When dreams die

May 13, 2024


Pardon me, while I grab a tissue to wipe away tears.

A lovely couple who have cared for our pups during vacations for more than a decade are leaving the U.S. to move to a small European village. As I write, their goods are being loaded on a container ship and by the time you read this, they and their pets will be off to make their dream come true.

They’ll be gone. This made me strangely emotional. I asked my husband why he thought that was.

“We know the world around us changes and we accept that,” he said. “But when our own small world changes, somehow it’s different. More impactful.”

I think he’s right. And also something else.

This move has been a longtime dream for them, and now, they’re making it their reality.

We, too, have dreams, even though we’re more than two decades older than they.

But the realities of aging mean that this kind of huge move to a charming small village is no longer a possibility for us. Our window into the future is much smaller.

How would we access the kind of top-notch medical care we get in the San Francisco Bay area?

What would happen if we got disabled?

What happens when one of us dies?

Yes, there are answers to those questions, but there are reasons why they aren’t sufficient.

In her early 20s, my maternal grandmother boarded a ship in Sicily bound for Ellis Island. She did not speak English. She had two babes in arms. It was a HUGE move, and one she did because her husband was waiting in New York. But it was a move I couldn’t have fathomed. Strange language. Strange city. Steerage. Babies.

Respect to you, Mama. I know where I got some of my backbone.

At 33 and armed with my small savings account, I moved across country to California, a place where I knew no one and had no job. It was hard. Not as hard as my grandmother’s move, but hard.  If I’d known how difficult it would be, I probably wouldn’t have done it. Youth allows us to be in denial about reality.  My mother would urge me to “come home” and I never said I didn’t want to. I always said “I can’t.” Which was truer.

Over time I built a life and a good career here. It’s now 40 years later and yes, it was a good decision, for many reasons.

But now?

In our 70s, we can no longer depend on denial to get us over the hump of a life change of the magnitude our friends are making. As much as we’d like to leave the U.S., and trust me, we would.

Sure, people our age do this all the time. But for many reasons, it’s not a risk we are willing to take. Yes, I know you are going to want to give me all the reasons why we COULD take that risk, but they don’t outweigh the down sides that are inherent in our specific situation.

So. That door is now shut to us. That dream has died.

Not that we wouldn’t move to Canada. Easier. Probably more logical. But not our dream.

I realized that the tears I’m shedding have to do with the death of my dreams, a natural byproduct of aging and one I hadn’t anticipated. I’ve always looked at the world as full of possibility, and it is. It still is. But fewer possibilities than when we were younger.

Dreams die. Some doors close as our lives draw to a close. That it’s a natural death doesn’t make it any less sad.

But who knows, maybe one day I’ll revive this dream.

Maybe it’ll happen in another life.
Speaking of past lives, did you know I’m a trained and experienced past life regressionist? That’s right. I do them over Zoom and it works exactly as it does in person. Want to know more? Email me at ccassara (at) gmail dot com.

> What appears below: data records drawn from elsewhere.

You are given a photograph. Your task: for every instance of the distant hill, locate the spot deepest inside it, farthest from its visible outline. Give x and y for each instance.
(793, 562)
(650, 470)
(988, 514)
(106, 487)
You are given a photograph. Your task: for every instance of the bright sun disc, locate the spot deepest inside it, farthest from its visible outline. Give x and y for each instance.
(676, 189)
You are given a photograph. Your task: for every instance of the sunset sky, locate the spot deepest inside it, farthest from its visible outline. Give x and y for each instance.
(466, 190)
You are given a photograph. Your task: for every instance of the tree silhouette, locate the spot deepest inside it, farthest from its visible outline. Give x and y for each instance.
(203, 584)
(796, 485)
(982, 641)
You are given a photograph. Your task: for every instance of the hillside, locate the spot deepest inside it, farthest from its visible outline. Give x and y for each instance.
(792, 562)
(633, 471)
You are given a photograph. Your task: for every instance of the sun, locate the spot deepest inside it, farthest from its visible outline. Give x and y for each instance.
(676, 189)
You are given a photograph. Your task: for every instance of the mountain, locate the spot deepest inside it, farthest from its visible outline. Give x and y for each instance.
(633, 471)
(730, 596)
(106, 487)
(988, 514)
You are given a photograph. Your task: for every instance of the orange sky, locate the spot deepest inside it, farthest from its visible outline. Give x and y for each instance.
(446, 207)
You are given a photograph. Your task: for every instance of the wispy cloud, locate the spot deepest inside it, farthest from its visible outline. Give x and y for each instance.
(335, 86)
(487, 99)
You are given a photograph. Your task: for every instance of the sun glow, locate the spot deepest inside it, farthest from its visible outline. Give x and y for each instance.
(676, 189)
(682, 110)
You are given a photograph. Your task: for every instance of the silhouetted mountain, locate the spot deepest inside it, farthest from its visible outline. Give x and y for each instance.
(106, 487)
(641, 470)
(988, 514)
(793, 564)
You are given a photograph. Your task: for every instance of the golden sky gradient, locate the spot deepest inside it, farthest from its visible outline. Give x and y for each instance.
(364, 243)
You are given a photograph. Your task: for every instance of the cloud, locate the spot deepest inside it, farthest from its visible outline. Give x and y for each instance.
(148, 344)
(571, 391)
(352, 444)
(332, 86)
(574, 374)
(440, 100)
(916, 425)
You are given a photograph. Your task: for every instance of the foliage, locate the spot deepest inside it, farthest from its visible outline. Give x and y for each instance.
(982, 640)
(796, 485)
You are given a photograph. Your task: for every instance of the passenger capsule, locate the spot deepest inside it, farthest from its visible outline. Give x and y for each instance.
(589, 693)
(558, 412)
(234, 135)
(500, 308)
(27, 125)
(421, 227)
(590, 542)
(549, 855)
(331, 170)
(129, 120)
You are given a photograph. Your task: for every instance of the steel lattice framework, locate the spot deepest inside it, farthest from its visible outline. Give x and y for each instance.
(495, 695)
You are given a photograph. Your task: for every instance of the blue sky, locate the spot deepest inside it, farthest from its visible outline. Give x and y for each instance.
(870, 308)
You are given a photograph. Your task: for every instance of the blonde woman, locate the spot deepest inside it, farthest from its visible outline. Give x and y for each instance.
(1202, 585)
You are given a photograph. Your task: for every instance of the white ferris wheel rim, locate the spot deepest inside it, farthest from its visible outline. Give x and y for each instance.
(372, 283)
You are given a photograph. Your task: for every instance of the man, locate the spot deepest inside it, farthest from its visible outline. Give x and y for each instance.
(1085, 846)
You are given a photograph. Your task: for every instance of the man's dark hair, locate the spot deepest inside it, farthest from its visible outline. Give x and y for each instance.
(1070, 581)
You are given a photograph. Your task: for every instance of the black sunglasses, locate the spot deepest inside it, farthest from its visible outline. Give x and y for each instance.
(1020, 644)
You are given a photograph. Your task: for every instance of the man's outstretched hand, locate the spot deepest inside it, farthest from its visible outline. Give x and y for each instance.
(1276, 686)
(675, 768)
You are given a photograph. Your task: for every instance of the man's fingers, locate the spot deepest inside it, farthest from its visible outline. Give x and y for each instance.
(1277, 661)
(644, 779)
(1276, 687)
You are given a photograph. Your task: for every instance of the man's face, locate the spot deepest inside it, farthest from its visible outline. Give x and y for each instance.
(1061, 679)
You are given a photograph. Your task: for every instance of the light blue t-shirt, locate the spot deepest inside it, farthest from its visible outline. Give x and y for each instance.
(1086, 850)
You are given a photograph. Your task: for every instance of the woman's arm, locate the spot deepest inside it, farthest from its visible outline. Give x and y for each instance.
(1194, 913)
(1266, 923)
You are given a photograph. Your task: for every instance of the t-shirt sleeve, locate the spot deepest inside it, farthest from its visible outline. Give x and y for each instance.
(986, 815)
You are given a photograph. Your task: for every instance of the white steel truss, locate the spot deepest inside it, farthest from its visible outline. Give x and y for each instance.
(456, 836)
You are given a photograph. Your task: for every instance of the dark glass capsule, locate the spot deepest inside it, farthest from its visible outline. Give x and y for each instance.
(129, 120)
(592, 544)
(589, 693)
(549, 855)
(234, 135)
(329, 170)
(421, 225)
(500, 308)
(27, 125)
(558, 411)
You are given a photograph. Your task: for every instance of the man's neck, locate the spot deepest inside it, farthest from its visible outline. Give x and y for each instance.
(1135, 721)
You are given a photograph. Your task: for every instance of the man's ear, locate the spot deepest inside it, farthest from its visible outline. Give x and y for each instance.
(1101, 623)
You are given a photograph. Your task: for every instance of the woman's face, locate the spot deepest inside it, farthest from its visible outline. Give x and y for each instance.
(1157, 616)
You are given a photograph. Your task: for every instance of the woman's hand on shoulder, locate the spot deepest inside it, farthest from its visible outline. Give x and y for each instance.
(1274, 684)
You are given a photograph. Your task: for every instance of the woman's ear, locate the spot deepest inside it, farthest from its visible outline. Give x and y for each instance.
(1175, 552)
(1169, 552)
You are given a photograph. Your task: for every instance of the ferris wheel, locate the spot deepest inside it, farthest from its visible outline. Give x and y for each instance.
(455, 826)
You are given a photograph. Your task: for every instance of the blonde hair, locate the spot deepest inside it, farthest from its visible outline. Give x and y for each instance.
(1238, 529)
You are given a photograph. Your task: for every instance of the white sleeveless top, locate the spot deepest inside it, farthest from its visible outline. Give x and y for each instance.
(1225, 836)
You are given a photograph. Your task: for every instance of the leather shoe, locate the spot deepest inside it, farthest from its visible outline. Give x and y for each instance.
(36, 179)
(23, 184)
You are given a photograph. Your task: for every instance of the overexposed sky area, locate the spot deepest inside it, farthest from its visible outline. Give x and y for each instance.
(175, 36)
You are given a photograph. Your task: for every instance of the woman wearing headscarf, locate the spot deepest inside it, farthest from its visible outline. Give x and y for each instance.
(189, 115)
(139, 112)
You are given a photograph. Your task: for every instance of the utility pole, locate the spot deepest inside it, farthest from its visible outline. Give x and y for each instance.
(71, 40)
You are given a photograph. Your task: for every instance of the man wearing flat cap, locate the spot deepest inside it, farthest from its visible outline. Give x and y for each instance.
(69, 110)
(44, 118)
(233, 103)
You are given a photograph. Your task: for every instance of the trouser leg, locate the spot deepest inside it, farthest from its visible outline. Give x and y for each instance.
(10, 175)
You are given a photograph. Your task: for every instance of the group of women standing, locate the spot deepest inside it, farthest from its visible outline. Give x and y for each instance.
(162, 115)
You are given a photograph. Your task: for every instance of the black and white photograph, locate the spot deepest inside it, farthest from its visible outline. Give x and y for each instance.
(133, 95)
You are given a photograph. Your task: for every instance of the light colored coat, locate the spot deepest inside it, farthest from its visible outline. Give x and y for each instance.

6 comments on “When dreams die
  1. Beth Havey says:

    Honest and lovey post. Aging requires an even deeper commitment to life plans. Thus I am querying my novel. Will I succeed? I have to try. I have to believe in my abilities and that’s the bottom line. Great post.

  2. Susan Cooper says:

    This so resonated with me. I get it. My life has changed in ways I never expected as my husband declines and I find myself without my plus one. 😔 But we adjust.

    • I’m sorry you’re going through this. And you are right, we adjust–what choice do we have? We adjust, as people have done since the start. Sending warm wishes your way, Susan.

  3. Laurie Stone says:

    It’s hard when you realize that a long-cherished dream will not be possible. I guess that’s where acceptance comes in and knowing that when a door closes, a window might open!

  4. Alana says:

    My husband and I have had dreams that died, too. But we’ve also found that sometimes the death of the dream puts you on a different track. No, not exactly the “when one door closes, another opens” cliche. But the new track can be just as good. 2020 did that for us, in a way.